So Far

Crosby Stills Nash and Young

1974: Atlantic 82648-2


  1. Déjà Vu
  2. Helplessly Hoping
  3. Wooden Ships
  4. Teach Your Children
  5. Ohio
  6. Find the Cost of Freedom
  7. Woodstock
  8. Our House
  9. Helpless
  10. Guinnevere
  11. Suite: Judy Blue Eyes

It’s hard to know where to start commenting on this particular album. I suppose I must confess first of all that I don’t yet own the actual CSN-and-sometimes-Y albums that preceded this, and that until I gave in to my long-time craving for “Southern Cross” and acquired the Daylight Again CD it was the only CSN-etc. album I had. I’m very attached to this, and to all memories it evokes for me personally, but I’m also very attuned to the moments it captures: I cannot listen to “Ohio” without raging furiously about the senseless National Guard murders at Kent State (and significantly the lack of apology or acknowledgement of wrong by anyone responsible or in power).

OK, now that that’s out of the way, I’ll jump through the tracks with quick reactions. Screw the track order, it’s not especially helpful in this case (although I concede that it works well for the album itself), let’s start with “Woodstock,” which is so fucking brilliantly reworked from its original forlorn and transiently-distracted version that it’s hard to believe they’re actually the same song (sorry, Joni—you’re one of my musical idols and I love almost everything you’ve ever created, but CSNY turned this song from a dirge into a mighty temple of glorious appreciation for what you were vaguely referring to—not just transformation from caterpillar to butterfuly but on beyond that to eagle, really). This is for me one of the greatest encapsulations of the 1969–1970 moment and of the CSNY collaboration itself, with their voices shining in such beautiful parallels and tangents that it leaves me gasping at times…I swear, I feel wings are about to burst out of my shoulderblades when I play this loudly.

“Guinnevere” is beautiful in much the same way, actually, but at a much slower tempo, and for me personally it’s forever intertwined with memories of the Renaissance Faire at Whitman College, when I could wear moccasins and loose white cotton tunic-like shirts with embroidered edging and such and enjoy the appreciation so many others shared for that gentle theatricality and other-ness that transcended our pathetic Walla Walla reality at the end of the 1970s. But I digress.

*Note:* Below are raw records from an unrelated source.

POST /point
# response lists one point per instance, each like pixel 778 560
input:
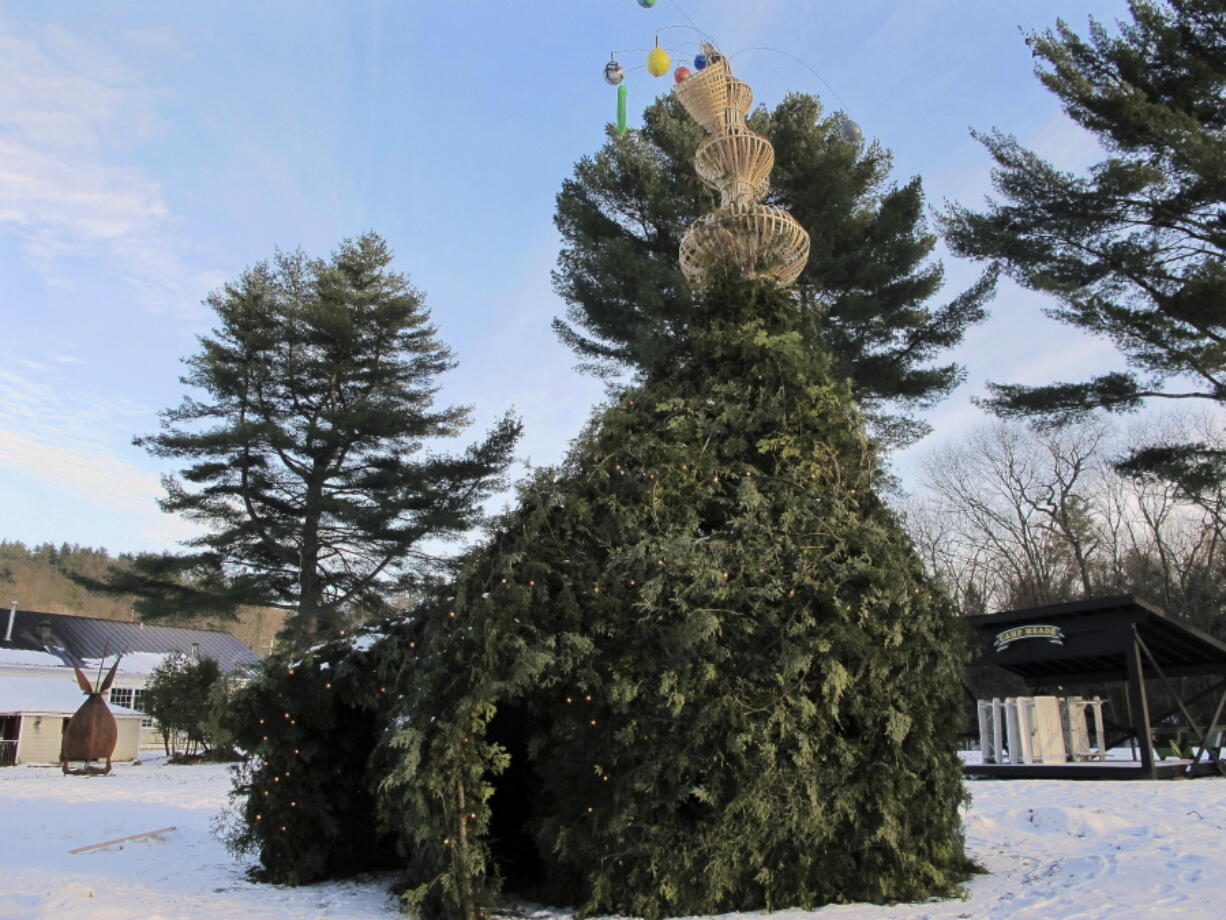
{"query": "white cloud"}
pixel 74 444
pixel 71 113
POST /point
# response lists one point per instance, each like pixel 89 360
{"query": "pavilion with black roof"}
pixel 1100 640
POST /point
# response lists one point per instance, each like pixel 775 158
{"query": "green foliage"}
pixel 303 443
pixel 303 800
pixel 695 670
pixel 862 297
pixel 178 699
pixel 1134 250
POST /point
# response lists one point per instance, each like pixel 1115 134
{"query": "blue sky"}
pixel 151 151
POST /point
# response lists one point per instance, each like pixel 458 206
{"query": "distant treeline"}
pixel 37 578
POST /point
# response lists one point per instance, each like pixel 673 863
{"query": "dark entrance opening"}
pixel 513 806
pixel 10 731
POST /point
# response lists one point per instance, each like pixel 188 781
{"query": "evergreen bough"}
pixel 698 669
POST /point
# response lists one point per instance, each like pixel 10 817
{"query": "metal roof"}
pixel 75 639
pixel 1088 640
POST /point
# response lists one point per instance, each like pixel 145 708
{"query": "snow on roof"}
pixel 26 656
pixel 22 696
pixel 141 663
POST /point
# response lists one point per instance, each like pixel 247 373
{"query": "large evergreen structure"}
pixel 1134 250
pixel 699 669
pixel 696 669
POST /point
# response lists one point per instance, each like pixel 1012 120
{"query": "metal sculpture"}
pixel 760 241
pixel 91 734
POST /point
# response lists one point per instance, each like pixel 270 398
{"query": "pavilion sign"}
pixel 1052 633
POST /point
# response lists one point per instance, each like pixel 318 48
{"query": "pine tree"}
pixel 1134 250
pixel 864 293
pixel 304 450
pixel 698 669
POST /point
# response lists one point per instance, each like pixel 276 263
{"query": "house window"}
pixel 121 697
pixel 131 698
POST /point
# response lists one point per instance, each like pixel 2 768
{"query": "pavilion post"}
pixel 1138 702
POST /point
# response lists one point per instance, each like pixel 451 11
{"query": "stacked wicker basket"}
pixel 760 241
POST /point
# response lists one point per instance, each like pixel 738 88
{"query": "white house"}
pixel 37 683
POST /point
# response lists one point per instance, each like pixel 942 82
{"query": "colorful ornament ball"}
pixel 657 61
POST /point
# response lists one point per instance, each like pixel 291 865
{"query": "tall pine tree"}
pixel 698 669
pixel 313 400
pixel 864 295
pixel 1133 252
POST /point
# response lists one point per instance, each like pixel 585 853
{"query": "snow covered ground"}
pixel 1054 850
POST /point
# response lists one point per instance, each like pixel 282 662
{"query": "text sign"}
pixel 1052 633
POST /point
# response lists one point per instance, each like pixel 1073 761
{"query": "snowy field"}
pixel 1054 850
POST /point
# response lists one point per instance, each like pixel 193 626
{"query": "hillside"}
pixel 36 578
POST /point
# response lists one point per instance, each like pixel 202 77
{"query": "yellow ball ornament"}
pixel 657 61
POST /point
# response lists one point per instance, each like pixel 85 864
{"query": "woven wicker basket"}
pixel 737 164
pixel 760 241
pixel 706 93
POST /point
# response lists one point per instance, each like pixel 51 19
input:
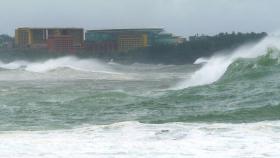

“Ohio,” well, I said the key thing above, but I’ll add that it’s a wonderfully grungy snapshot of blue jeans and alarmingly heightened tensions; the fact that acoustically this recording is almost appalling when it comes to the vocals just underlines the urgency of its creation, and I don’t fault it for that. “Find the Cost of Freedom” could hardly have been placed after any other track. “Our House,” on the other hand, gives me cavities, and “Teach Your Children Well” may be good advice but it hits me with too much bitter irony now as I see so many people who grew up having heard this song now raising their children ATROCIOUSLY (if you’ve watched parents jaywalk with their toddlers you’ll know what I mean for starters). And “Helpless” makes me want to slash my wrists just to be spared ever again having to hear Neil Young singing solo…his “Heart of Gold” is equally repulsive to me, but that’s largely because of a lousy show I ran Sound for back in the 1980s.

I always thought “Déjà Vu” was a weird choice for starting this album, but then as I said I didn’t have a CSNY concept outside of So Far, so I’m not sure how perfect a choice that might have been. “Helplessly Hoping” doesn’t strike me as “bad,” exactly, but I’m entirely too aware of the songwriting craft that went into it when I play it and get distracted by all the alliteration, for example. “Wooden Ships” has just never quite touched me, possibly because the recording quality is ghastly when you hear it on headphones. Also, I get it mixed up with “Déjà Vu” because of the post-apocalyptic preachy tat of the former and the past-lives preachy tat of the latter. Don’t get me wrong, I don’t necessarily disbelieve either of those perspectives in general, it’s just that I bridle at preachy presentation of anything, even good and true stuff. Especially if it ruins a gorgeous little bit of musical composition.

Let’s see, that leaves just the final track, “Suite: Judy Blue Eyes,” to cover, doesn’t it? There’s not much to add to everything that’s already been written or said about this one, and I’m no keeper of insights and secret gossipy details, just someone who’s heard it countless times and still finds himself enchanted by the array of flowers laid down here for Judy Collins. I mean, Stills might as well have been writing a dozen sonnets. I suppose in a way this track is a gentle and unhurried form of musical cubism, with the same subject arrayed abstractly from various perspectives but never as an all-out portrait. Of course it should be said that Judy Collins herself is much more than even this effusive tribute suggested.